Por fin, a las diez y media se produjo un revuelo entre el gentío y todo el mundo convergió hacia la sala de vistas. Esta, con la luz artificial, recordaba más bien una iglesia metodista o una sala de conferencias.

Los asientos de Ben y Lilian permanecieron vacíos aún durante cerca de un cuarto de hora y, cuando los trajeron, Dave les encontró a ambos el rostro demacrado, debido, tal vez en parte, al alumbrado.

Entró el tribunal, luego el jurado. El presidente del jurado se levantó en medio de un silencio absoluto, con un papel en la mano, para leer el veredicto.

Los llamados Ben Galloway, de dieciséis años, y Lilian Hawkins, de quince años y medio, vecinos ambos de Everton, en el estado de Nueva York, eran convictos de asesinato en primer grado y condenados a muerte. No obstante, considerando su edad, el jurado recomendaba que la pena fuera conmutada por la de cadena perpetua.

Alguien, entre los bancos, dejó escapar un sollozo que parecía un grito. Era Isabelle Hawkins, a quien acompañaba su marido, sobrio por una vez, trajeado como para una boda.

¿Era a su padre a quien Ben buscaba con los ojos en el instante en que se disponían a llevárselo? En cualquier caso, se cruzaron sus miradas y el labio de Ben acusó un temblor, se dobló hacia arriba por un solo lado, como en las tres fotografías.

Dave se esforzó por poner en sus ojos todo cuanto había en él, por trasvasarse en su hijo, que acabó desapareciendo por una puertecita barnizada.

No le dio tiempo a observar a Lilian.

Los diarios y la radio anunciaron unos días después que Ben Galloway fue recluido en Sing-Sing mientras que a la muchacha la enviaron a una penitenciaría de mujeres.

Luego recibió una carta de Wilbur Lane que le comunicaba el montante de sus honorarios y de las costas y le anunciaba que tenía derecho a escribir cada dos semanas una carta a su hijo y a visitarlo una vez al mes si la conducta de este era buena.
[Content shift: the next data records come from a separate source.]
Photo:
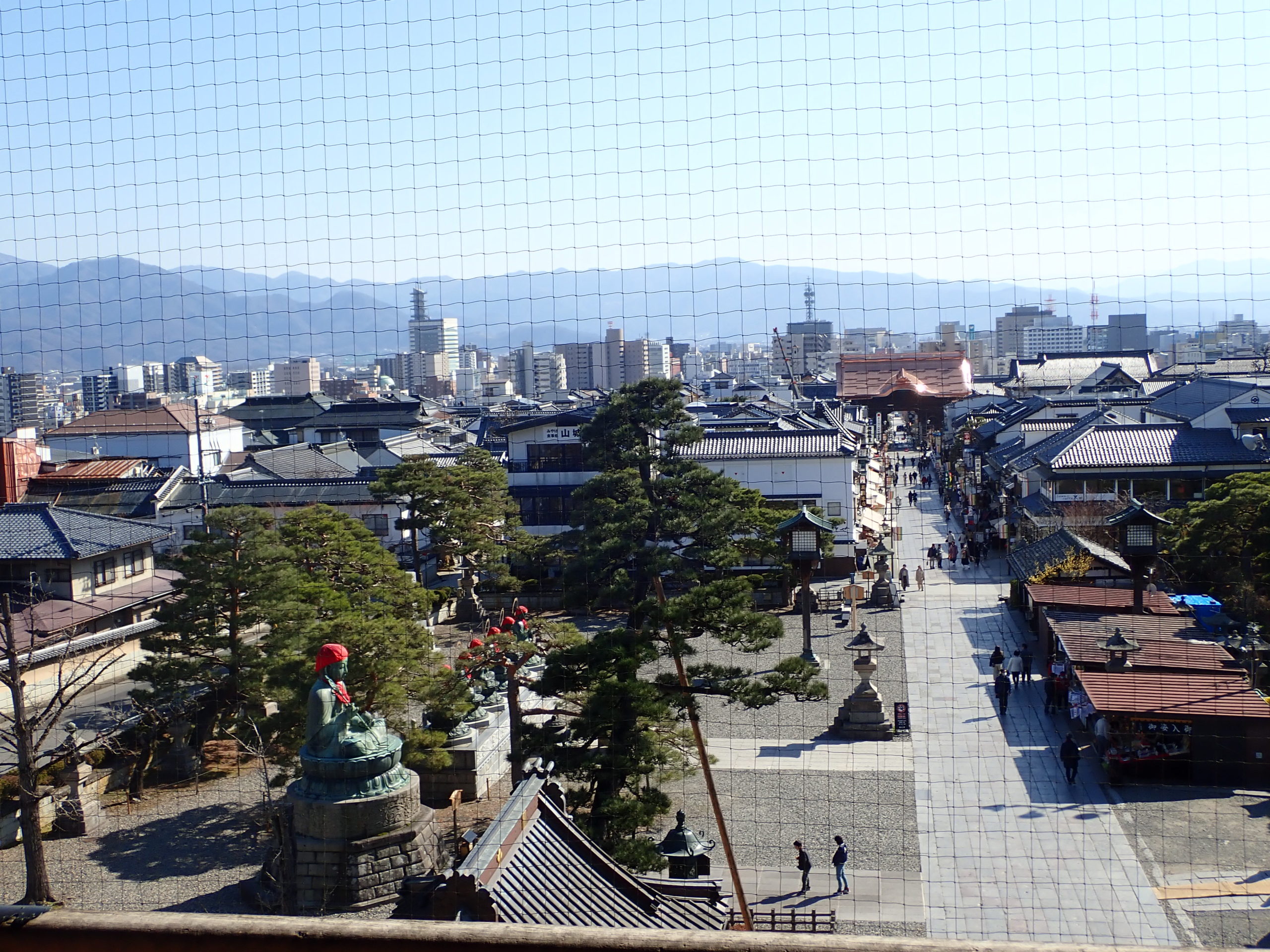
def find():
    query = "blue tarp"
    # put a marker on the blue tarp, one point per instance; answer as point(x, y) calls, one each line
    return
point(1203, 606)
Estaba muy cerca, apenas a treinta y cinco kilómetros, a orillas del Hudson. Pagó a Lane y no le quedó casi nada de sus ahorros. No le daba importancia. Hasta era mejor así. ¿Qué podría hacer con el dinero?

La primera visita fue la más árida, porque Ben no se amansaba, seguía mirando a su padre como si no fueran los dos de la misma especie.

Dave emplearía el tiempo que hiciera falta para hacerle entender que cada uno de los tres tuvo su rebeldía, que cada uno de los tres era responsable y que, fuera de la prisión, pagaba el mismo precio que su hijo.

¿Acaso no se imaginaron los tres que iban a liberarse?

—¿Comes mucho? —preguntaba.

—Bastante.

—¿La comida no es muy mala?

No eran las palabras las que contaban. Estas, como los yes, sir, del negro bajo el sol de Virginia, no eran en cierto modo más que fórmulas mágicas.

—¿El trabajo es duro?

Colocaron a Ben en un taller de encuadernación y tenía los dedos llenos de pinchazos, algunos de los cuales parecían infectarse.

A finales del segundo mes, los periodistas volvieron a hablar bruscamente del caso para anunciar que Lilian Hawkins estaba embarazada y que, llegado el momento, sería trasladada a otra penitenciaría, donde podría conservar al hijo.

Cuando Dave vio de nuevo a su hijo, este no le dijo nada, pero más que nunca tenía la mirada resignada y melancólica de los Galloway, con una llavecita secreta en alguna parte, para los que sabían ver.

Quién sabe. Ahora que estaba conjurada la suerte, tal vez se iniciara un nuevo ciclo.

A menudo, en su piso, en su tienda y hasta en la calle, Dave hablaba a media voz con su padre y con su hijo, que lo acompañaban por doquier. Pronto, hablaría también con su nieto para revelarle el secreto de los hombres.